Dietro, però, la situazione si sta facendo preoccupante. Una generazione di alto livello sta scomparendo, e i ricambi appaiono assai deficitari. Nalbandian, a giudizio di chi scrive uno dei più forti (se non il più forte) giocatori di sempre a non aver mai vinto uno Slam (soprattutto per colpa sua), gioca a corrente alternata, frenato dagli infortuni, ed è davvero arduo credere che possa ancora tornare su in cima, tranne magari per qualche exploit isolato.

Mettendo da parte anche la Nalba, il panorama è abbastanza desolante. Coria non si è mai ripreso dallo shock di quella finale gettata alle ortiche, e alla fine ha deciso di lasciar perdere. Gaudio gigioneggia ancora in qualche challenger, soprattutto per lieti motivi che però esulano dal tennis, come lui stesso ha ammesso. Canas ha appeso la racchetta al chiodo. Calleri idem. Acasuso, cavallo (anzi “asino”) pazzo capace di tutto e anche del suo esatto contrario, è appena riapparso sulle scene, non si sa con quanta reale convinzione. Schwank, giustiziere di Moya in uno degli ultimi Slam del campione spagnolo, si dedica ormai soprattutto al doppio. Monaco è ancora qui, ma è assai improbabile che possa migliorare il suo già inatteso best ranking di numero 14, toccato nel 2008. Chela corre e sbuffa perseguendo le abitudini di una vita, ma ad agosto compirà 32 anni. Leonardo Mayer sembrava destinato a una carriera migliore. I vari Zeballos, Berlocq e Gonzalez stanno ottenendo forse già più di quanto ci si potesse aspettare, ma è improbabile pensare a un loro presente o futuro coinvolgimento tra le prime linee.

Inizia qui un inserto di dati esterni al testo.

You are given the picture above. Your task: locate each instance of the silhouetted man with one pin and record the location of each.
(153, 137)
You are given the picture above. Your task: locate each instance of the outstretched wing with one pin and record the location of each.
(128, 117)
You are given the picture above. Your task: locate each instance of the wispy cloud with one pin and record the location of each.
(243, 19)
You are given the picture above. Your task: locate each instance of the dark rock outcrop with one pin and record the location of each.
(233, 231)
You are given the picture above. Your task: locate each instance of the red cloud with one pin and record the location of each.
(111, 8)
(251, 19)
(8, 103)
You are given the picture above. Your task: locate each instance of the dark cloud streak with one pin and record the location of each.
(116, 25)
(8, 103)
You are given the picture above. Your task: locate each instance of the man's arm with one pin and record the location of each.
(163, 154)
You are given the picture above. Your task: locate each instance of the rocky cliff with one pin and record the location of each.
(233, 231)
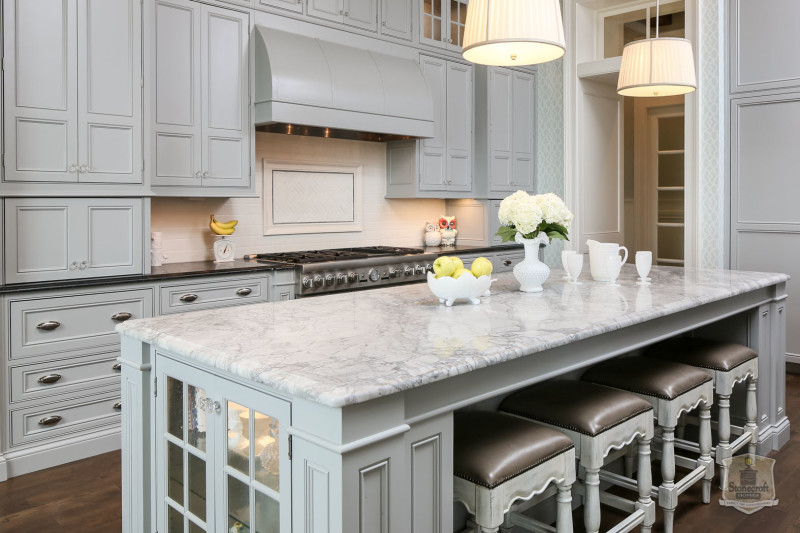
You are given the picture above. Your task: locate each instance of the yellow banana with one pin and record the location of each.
(226, 225)
(218, 230)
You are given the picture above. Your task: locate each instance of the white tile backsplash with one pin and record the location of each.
(184, 221)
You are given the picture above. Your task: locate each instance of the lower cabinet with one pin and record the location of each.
(222, 454)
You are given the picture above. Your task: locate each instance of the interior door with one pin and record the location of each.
(524, 132)
(40, 41)
(225, 98)
(459, 126)
(600, 165)
(109, 88)
(501, 119)
(177, 116)
(432, 150)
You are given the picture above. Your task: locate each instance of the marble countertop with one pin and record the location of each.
(349, 348)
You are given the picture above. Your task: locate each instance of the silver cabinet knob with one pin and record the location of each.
(50, 420)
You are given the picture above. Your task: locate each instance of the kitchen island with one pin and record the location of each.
(335, 413)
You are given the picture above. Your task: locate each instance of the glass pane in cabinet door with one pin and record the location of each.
(197, 486)
(175, 407)
(268, 514)
(196, 417)
(267, 452)
(239, 438)
(238, 506)
(175, 473)
(174, 521)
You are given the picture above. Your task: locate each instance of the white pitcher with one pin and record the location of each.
(599, 253)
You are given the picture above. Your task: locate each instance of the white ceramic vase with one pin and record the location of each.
(531, 272)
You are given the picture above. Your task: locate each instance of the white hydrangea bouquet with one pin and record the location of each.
(534, 215)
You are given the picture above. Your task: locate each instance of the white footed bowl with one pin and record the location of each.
(467, 287)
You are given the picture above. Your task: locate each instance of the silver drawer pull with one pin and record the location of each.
(50, 420)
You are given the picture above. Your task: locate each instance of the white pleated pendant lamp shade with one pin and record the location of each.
(513, 32)
(657, 67)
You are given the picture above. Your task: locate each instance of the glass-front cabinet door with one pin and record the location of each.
(223, 457)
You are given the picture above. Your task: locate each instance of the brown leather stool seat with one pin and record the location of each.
(704, 353)
(671, 388)
(582, 407)
(650, 377)
(499, 459)
(491, 448)
(598, 420)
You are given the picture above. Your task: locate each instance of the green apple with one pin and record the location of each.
(481, 267)
(444, 266)
(460, 272)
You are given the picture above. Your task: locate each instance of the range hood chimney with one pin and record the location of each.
(307, 86)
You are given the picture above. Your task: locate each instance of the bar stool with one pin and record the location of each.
(499, 459)
(728, 364)
(671, 388)
(598, 420)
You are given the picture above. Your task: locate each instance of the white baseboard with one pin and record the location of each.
(64, 451)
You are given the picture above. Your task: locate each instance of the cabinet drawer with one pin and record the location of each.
(41, 380)
(57, 419)
(190, 297)
(506, 262)
(74, 322)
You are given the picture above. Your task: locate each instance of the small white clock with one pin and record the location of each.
(224, 250)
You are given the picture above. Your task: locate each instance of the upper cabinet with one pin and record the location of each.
(359, 13)
(439, 166)
(72, 92)
(200, 100)
(506, 122)
(442, 23)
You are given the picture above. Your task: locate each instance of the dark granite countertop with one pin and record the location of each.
(169, 271)
(173, 271)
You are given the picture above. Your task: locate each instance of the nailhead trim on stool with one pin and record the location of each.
(499, 459)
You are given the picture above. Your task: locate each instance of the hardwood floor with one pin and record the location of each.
(85, 496)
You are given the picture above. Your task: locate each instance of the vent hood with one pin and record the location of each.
(308, 86)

E i giovani? Dove sono i giovani? Federico Del Bonis, classe 1990, catalogato come futuro campione, fatica a rispettare i proclami, e attualmente naviga intorno alla duecentesima posizione. Bagnis, stesso anno di nascita, è ancora acerbo. Facundo Arguello, nato nel 1992, sta provando a emergere, ma ci vorrà tempo.

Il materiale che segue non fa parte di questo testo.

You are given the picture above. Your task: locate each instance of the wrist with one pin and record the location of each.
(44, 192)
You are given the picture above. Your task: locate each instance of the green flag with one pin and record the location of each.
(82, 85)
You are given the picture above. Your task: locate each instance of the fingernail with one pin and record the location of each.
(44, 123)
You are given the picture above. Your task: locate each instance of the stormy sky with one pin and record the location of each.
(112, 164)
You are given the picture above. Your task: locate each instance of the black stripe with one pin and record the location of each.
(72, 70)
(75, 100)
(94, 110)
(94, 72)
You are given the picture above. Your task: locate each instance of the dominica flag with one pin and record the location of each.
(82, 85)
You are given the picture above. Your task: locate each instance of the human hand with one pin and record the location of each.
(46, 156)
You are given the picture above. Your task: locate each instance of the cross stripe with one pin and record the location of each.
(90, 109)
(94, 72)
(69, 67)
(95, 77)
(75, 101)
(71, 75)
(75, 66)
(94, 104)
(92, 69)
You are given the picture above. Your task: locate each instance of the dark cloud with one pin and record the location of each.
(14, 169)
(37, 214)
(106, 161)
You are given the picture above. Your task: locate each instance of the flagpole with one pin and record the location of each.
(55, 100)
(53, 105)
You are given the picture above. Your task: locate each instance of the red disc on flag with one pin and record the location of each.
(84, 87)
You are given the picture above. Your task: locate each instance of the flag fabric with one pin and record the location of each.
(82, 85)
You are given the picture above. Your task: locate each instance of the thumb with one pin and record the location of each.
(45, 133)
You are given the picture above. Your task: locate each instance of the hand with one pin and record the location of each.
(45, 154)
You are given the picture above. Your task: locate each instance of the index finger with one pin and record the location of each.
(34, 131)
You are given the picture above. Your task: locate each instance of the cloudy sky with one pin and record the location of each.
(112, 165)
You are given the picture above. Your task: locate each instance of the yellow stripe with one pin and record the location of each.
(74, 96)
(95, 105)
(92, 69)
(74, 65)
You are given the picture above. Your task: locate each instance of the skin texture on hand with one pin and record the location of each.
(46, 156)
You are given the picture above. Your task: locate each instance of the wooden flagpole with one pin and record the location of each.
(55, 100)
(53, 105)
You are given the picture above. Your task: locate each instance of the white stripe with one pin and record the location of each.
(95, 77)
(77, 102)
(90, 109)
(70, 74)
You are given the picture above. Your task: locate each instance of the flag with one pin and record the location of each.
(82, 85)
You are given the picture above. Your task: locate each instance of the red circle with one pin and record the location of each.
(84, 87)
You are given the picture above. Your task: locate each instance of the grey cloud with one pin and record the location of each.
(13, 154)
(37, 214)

La situazione, dunque, non è propriamente rosea. L'Argentina è al sesto posto del Nation Ranking (ottenuto sommando le posizioni dei primi tre giocatori in classifica), e uno come Del Potro a fare da guida tante altre nazioni (Italia compresa) se lo sognano. Il futuro, però, a livello di movimento complessivo, appare incerto.

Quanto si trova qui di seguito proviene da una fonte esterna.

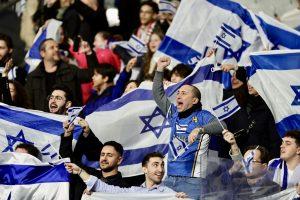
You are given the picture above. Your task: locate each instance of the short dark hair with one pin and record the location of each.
(264, 153)
(152, 4)
(43, 46)
(106, 70)
(66, 89)
(182, 70)
(117, 146)
(32, 150)
(294, 134)
(7, 40)
(151, 155)
(196, 93)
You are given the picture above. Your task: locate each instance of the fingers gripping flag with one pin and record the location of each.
(43, 130)
(226, 108)
(135, 121)
(275, 76)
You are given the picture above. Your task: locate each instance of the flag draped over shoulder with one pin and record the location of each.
(33, 57)
(275, 76)
(23, 176)
(135, 121)
(43, 130)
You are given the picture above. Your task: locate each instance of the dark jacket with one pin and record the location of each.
(90, 147)
(109, 94)
(263, 130)
(66, 74)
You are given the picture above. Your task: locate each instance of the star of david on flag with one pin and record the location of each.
(275, 76)
(12, 140)
(227, 108)
(157, 130)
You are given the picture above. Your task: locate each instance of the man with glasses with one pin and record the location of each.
(248, 177)
(60, 100)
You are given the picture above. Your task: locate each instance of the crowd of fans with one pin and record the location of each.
(86, 75)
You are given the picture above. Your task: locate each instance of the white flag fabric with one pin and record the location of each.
(24, 177)
(227, 108)
(73, 112)
(135, 121)
(33, 57)
(129, 196)
(135, 47)
(275, 76)
(43, 130)
(167, 7)
(200, 25)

L'esplosione nei primi anni del nuovo millennio, capace di raggiungere e sopravanzare i ricordi sfocati dei vari Mancini e Perez-Roldan, era dovuta principalmente alla fame di vittorie dei suoi atleti, che scappavano dalla miseria di un paese allo sbando per cercare una possibilità di vita grazie allo sport. Una voglia di vincere capace di annullare i limiti tecnici, fornendo un importante insegnamento ad altri tennisti molto più ricchi e molto meno disposti al sacrificio (vero Gulbis?). Gli argentini arrivavano nel circuito con il sangue agli occhi, disposti a tutto pur di conquistare l'emancipazione da una patria distrutta, e talvolta, purtroppo, superavano anche i limiti dell'etica sportiva (tutti ben ricordiamo gli annessi casi di doping). Oggi, in Argentina, sono state aperte molte Accademie, e tennisti di tutto il mondo vi si recano per allenarsi, e imparare il rigore di una seria vita da atleta. Un obiettivo che va ben oltre rispetto alla semplice memorizzazione dei segreti della terra battuta. Accogliendo i giovani tennisti esteri, però, gli argentini stanno al contempo perdendo la forza propulsiva e autoctona che ne aveva fatto un movimento di primissimo livello, e accusano il peso di una flessione piuttosto evidente. I Calleri, i Coria, i Gaudio e i Canas non ci sono più, e nei prossimi anni Del Potro rischia di predicare solo.

Le geografie del tennis, si sa, cambiano e si modificano, si mescolano e si autorigenerano. Una volta dominavano l'Australia e gli Stati Uniti, poi ci sono stati gli anni d'oro di Svezia e Germania, adesso c'è la Spagna a fare incetta di gloria e vittorie, i talenti dell'Est Europa già affermati o in rampa di lancio, nazioni a cui manca il campionissimo ma comunque dotate di un solido e intoccabile serbatoio di buoni giocatori, ad esempio la Francia, e altri Stati in condizioni pessime (la Gran Bretagna, Murray a parte, la stessa Australia, l'Italia maschile). E l'Argentina dove sta? Per il momento in una terra di mezzo, il cui destino è di difficile previsione.